Intersphincteric Exploration With Ligation of Intersphincteric Fistula Tract or Attempted Closure of Internal Opening for Acute Anorectal Abscesses

Fistula tract formation was found in most cases of acute anorectal abscesses. Definitive surgery using this strategy provides promising results. 

 

Modification of Parks Classification of Cryptoglandular Anal Fistula
Inclusion of predictors of poor outcome into the modified classification helped differentiate simple and complex fistulas within each stage and between the different stages, which can help in assessment and decision making for anal fistula. 

  

Assessing the Reliability and Positive Predictive Value of p16 as a Surrogate for Human Papillomavirus-Mediated E6/7 mRNA Expression in Squamous Cell Carcinoma of the Anal Canal

In this study, the clinically prevalent method of p16 immunohistochemistry showed excellent concordance with the standard of E6/7 mRNA expression and demonstrated its potential to serve as a surrogate for identifying human papillomavirus-induced squamous cell carcinoma of the anal canal. 

  

Randomized Pilot Study: Anal Inserts Versus Percutaneous Tibial Nerve Stimulation in Patients With Fecal Incontinence
Both anal insert and percutaneous tibial nerve stimulation improved the symptoms of fecal incontinence after 3 months of treatment. The insert device appeared to be more effective than percutaneous tibial nerve stimulation. Larger studies are needed to investigate this further. 

 

Effect of Deep Versus Moderate Neuromuscular Block on Pain After Laparoscopic Colorectal Surgery: A Randomized Clinical Trial
Deep neuromuscular block resulted in better pain relief and lower opioid consumption and use of rescue analgesics after laparoscopic colorectal surgery.
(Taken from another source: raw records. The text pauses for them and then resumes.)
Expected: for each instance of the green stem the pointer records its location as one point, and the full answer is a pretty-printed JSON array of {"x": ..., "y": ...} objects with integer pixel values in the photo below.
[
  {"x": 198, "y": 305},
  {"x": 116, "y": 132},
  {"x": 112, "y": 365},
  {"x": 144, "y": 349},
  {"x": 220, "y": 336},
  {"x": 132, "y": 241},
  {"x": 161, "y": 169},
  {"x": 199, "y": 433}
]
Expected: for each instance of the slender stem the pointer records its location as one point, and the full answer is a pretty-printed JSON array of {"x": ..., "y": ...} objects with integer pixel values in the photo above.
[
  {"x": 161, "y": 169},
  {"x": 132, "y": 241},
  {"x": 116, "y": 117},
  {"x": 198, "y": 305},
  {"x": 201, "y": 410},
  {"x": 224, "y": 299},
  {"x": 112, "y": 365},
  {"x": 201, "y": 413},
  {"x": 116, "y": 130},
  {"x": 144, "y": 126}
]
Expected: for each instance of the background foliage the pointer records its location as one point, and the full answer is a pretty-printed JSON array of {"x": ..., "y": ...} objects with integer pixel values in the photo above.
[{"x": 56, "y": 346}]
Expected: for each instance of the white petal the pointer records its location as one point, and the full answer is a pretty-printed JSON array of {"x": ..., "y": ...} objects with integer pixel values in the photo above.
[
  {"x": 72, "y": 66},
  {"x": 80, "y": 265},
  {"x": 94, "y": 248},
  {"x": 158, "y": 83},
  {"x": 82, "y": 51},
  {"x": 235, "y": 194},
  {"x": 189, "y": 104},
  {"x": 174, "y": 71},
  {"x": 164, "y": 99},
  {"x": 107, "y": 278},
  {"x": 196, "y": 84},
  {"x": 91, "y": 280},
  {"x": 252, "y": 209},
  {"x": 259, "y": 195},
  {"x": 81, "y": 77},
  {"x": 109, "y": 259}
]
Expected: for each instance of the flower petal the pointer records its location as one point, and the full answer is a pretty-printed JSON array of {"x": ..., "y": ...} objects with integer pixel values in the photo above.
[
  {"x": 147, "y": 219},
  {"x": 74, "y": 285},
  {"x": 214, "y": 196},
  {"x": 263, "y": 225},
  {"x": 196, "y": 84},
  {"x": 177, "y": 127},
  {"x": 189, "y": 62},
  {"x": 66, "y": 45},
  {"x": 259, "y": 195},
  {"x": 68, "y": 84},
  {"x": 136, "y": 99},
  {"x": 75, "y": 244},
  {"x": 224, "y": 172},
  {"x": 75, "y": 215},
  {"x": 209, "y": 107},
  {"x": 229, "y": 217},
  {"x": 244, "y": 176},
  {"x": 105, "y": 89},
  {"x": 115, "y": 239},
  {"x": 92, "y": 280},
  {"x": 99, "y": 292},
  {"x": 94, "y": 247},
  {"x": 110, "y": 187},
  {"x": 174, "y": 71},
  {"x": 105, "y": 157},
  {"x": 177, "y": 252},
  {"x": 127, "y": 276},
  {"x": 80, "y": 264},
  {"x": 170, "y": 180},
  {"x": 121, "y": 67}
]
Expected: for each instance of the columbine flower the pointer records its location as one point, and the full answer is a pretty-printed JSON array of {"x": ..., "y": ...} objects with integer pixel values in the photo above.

Deep neuromuscular block was associated with less postoperative nausea and vomiting and facilitated the use of lower intra-abdominal pressure in laparoscopic surgery.  

 

Risk of Postoperative Venous Thromboembolism After Surgery for Colorectal Malignancy: A Systematic Review and Meta-analysis

The incidence of venous thromboembolism following colorectal cancer resection is high and remains so more than 1 month after surgery. There is clear disparity between the incidence of venous thromboembolism after colorectal cancer surgery by global region. More robust population studies are required to further investigate these geographical differences to determine valid regional incidence rates of venous thromboembolism following colorectal cancer resection.